Some other ways equipment matters have to do with with how many. How many photos taken are keepers, how many junk. Skill plays a large part in this as well but advantages and disadvantages of the equipment are important to all levels. It's true the experienced person will more readily overcome the disadvantage but the inexperienced will more quickly become proficient, not having to deal with it to begin with. For instance, the 10D used in 2003 was slow to focus and inaccurate as well. Consequently, I was constantly missing shots while trying to focus or shooting too quickly and having unfocused photos. Today the camera and lenses I use are much faster and more accurate but I still have trouble taking the shot without confirming, with my weak old eyes, focus. I still miss some shots whereas, if I had never had that earlier camera, I may not.

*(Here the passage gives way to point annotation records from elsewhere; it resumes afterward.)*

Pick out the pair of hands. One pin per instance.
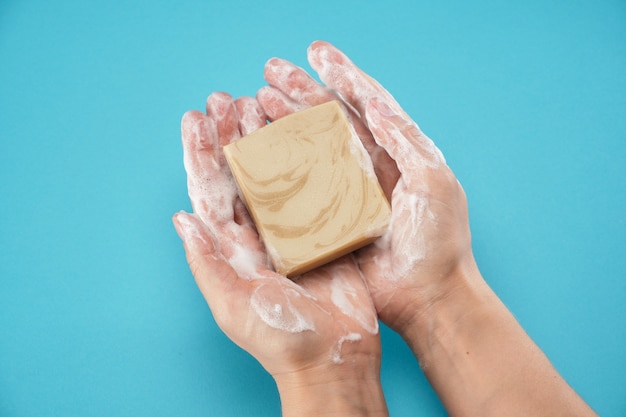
(321, 326)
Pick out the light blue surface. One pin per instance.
(99, 315)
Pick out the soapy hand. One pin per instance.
(429, 237)
(320, 320)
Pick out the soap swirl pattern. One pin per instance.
(311, 190)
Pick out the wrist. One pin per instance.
(456, 297)
(352, 388)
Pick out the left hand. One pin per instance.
(321, 321)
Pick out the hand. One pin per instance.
(319, 331)
(421, 273)
(429, 238)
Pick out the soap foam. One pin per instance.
(345, 297)
(275, 307)
(350, 337)
(243, 261)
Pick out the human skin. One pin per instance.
(317, 335)
(422, 275)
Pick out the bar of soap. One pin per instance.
(310, 188)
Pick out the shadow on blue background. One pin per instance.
(99, 314)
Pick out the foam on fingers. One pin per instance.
(251, 115)
(221, 108)
(337, 71)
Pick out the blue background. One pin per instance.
(99, 314)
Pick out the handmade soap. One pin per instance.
(310, 187)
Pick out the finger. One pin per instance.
(296, 83)
(337, 71)
(211, 191)
(404, 142)
(250, 114)
(221, 108)
(223, 290)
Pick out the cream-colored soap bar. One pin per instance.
(310, 187)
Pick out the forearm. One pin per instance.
(479, 359)
(326, 392)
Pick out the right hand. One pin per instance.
(428, 242)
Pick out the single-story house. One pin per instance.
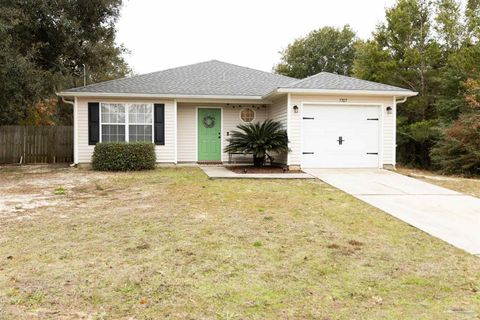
(189, 112)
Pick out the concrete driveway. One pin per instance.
(449, 215)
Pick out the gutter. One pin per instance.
(348, 92)
(153, 95)
(67, 101)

How much equipment, or almost anything else, matters depends on the person using it. For some, what they have does what they want to do and they may go for generations of camera improvements before they feel the need to upgrade. For others, every new feature seems like the one that they need for their purpose and they will upgrade often. It would seem like I fall into this second class, having missed only one upgraded model from the 10D to the 7D.The main reason has been mostly the focus improvements although the increased resolution and low noise improvements have also been very worthwhile. I would probably buy one more when I feel a significant improvement is made in focus speed and accuracy as well as noise level at higher ISO settings. Some of the newer technical improvements are interesting but not pulling on me ...yet.
I have also tried several lenses, seeking the right combination for my endeavours. Presently I have settled on a 300mm f2.8 lens that I can use with a 2X extender for 600mm and a 70-200mm f2.8 that gives me 140-400mm with the extender. These are both very sharp and fast to focus lenses even when use with the extenders. I also have a 15-85mm for landscape work. I could use a macro lens but haven't done enough to justify one yet. Other than that I am now happy with my lenses.

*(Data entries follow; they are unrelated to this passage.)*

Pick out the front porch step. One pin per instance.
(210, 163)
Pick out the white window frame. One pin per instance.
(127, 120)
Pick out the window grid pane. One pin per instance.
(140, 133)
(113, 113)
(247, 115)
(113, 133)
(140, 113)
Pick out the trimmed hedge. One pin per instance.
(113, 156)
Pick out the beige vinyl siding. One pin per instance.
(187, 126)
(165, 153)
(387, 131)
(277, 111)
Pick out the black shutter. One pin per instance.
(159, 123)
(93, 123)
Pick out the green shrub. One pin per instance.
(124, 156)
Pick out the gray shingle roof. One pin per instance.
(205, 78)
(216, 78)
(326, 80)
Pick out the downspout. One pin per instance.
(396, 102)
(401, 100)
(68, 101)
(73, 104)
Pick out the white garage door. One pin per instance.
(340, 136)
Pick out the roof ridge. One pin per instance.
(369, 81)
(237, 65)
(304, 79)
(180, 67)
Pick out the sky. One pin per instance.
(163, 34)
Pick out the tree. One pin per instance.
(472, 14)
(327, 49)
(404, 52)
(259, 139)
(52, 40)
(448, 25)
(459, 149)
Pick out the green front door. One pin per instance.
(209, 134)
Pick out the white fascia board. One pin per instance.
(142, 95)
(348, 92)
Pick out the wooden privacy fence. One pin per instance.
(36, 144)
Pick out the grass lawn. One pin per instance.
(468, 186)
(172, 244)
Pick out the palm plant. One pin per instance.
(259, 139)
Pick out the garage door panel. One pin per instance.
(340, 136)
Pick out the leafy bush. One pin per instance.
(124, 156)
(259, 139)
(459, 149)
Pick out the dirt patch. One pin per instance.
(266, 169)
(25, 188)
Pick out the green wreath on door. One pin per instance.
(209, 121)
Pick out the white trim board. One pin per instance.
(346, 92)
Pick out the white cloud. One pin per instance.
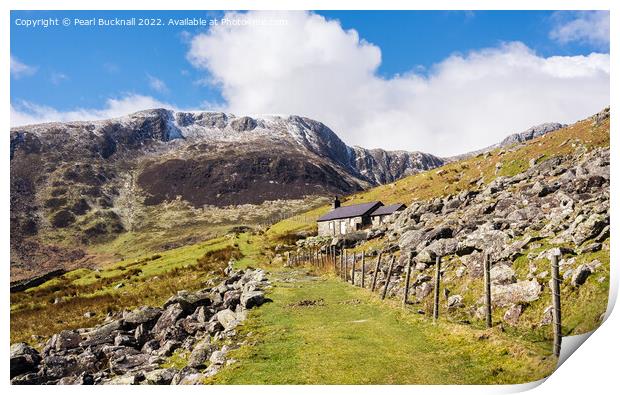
(25, 113)
(590, 27)
(156, 84)
(311, 66)
(57, 78)
(19, 69)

One more area where equipment has improved and has allowed real advantages in being able to present ones photos is the computer and software. Computers have become very fast and the software has taken advantage to become ever more powerful in making adjustments to the photos. I mentioned having to redo the photos from 2003 and I was consistently surprised at how much better I could make them than the old versions. Some of that is experience but the color accuracy of the newer software coupled with the new color accurate monitor is a joy. Something I had wanted for years before finally getting it this summer.
So, better equipment will take better photos. A more experienced photographer will take better photos. Skills are worth improving. Some young fellow, still wet behind the ears, will show you a photo taken with his digicam that'll blow your socks off. Lots of things are true but not necessarily of importance. Enjoy the moment.